Of course, it was difficult to concentrate on searching the water, because he and Lobo were not alone in the air. Apart from the eight bogeys far overhead, two more were hurtling around at virtually this same altitude, probably conducting their own search. Twice already, Hot Rock had gotten a much closer look at them than he would have preferred as the Flankers cut across the Tomcats’ path.
He toggled the radio to tactical. “Viper Leader, they’re going to be just above us on the next pass,” he said.
“I know that.” Lobo’s voice was curt. “Be ready, but ignore them.”
Hot Rock started to reply, then toggled to ICS. “ ‘Be ready, but ignore them’? What’s that supposed to mean?”
“It means to keep your finger over the weapons selector,” Two Tone said. “I’ll let you know when you need it.”
“You mean ‘if.’ ”
“Right.”
“Here they come,” Lobo said, eyes locked on the two Chinese aircraft crossing from her right. She felt sweat prickling her scalp as they closed in, everything moving too fast —
— and then the Flankers thundered overhead, so close the shock of their passing gave Lobo’s Tomcat a savage yank. For once, she was glad for the tight fit of the cockpit.
“Assholes,” Handyman said dryly.
“Looked like SU-27s,” Lobo said, as if she’d had all day to study the Chinese plane going by. “Guess they left the top-of-the-line fighters in the high-altitude hairball.”

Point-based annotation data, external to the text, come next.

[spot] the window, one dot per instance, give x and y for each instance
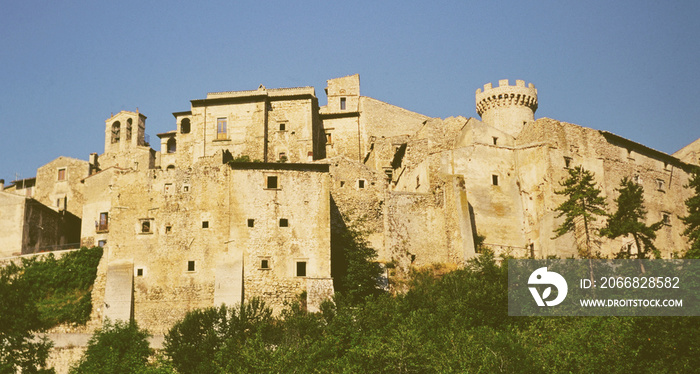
(221, 128)
(185, 126)
(172, 146)
(103, 224)
(666, 218)
(271, 182)
(146, 226)
(660, 184)
(301, 269)
(116, 129)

“Yeah. Probably all the missiles these two are carrying are low-budget models, too,” Handyman said. “Now I feel a lot better about having them playing chicken with us. It’s — Lobo! Flare at two o’clock!”
She looked to her right and saw it, a red spark burning bright and hot even against the sunny sky. She immediately put in a call to the carrier. “Homeplate, Viper Leader. We’ve spotted an emergency flare. Repeat, an emergency flare; looks like it came from the area where the plane went down.”
“Viper Leader, this is Admiral Wayne. Maintain overhead orbit until SAR arrives. Don’t start anything, but make it clear we’re involved, understood?”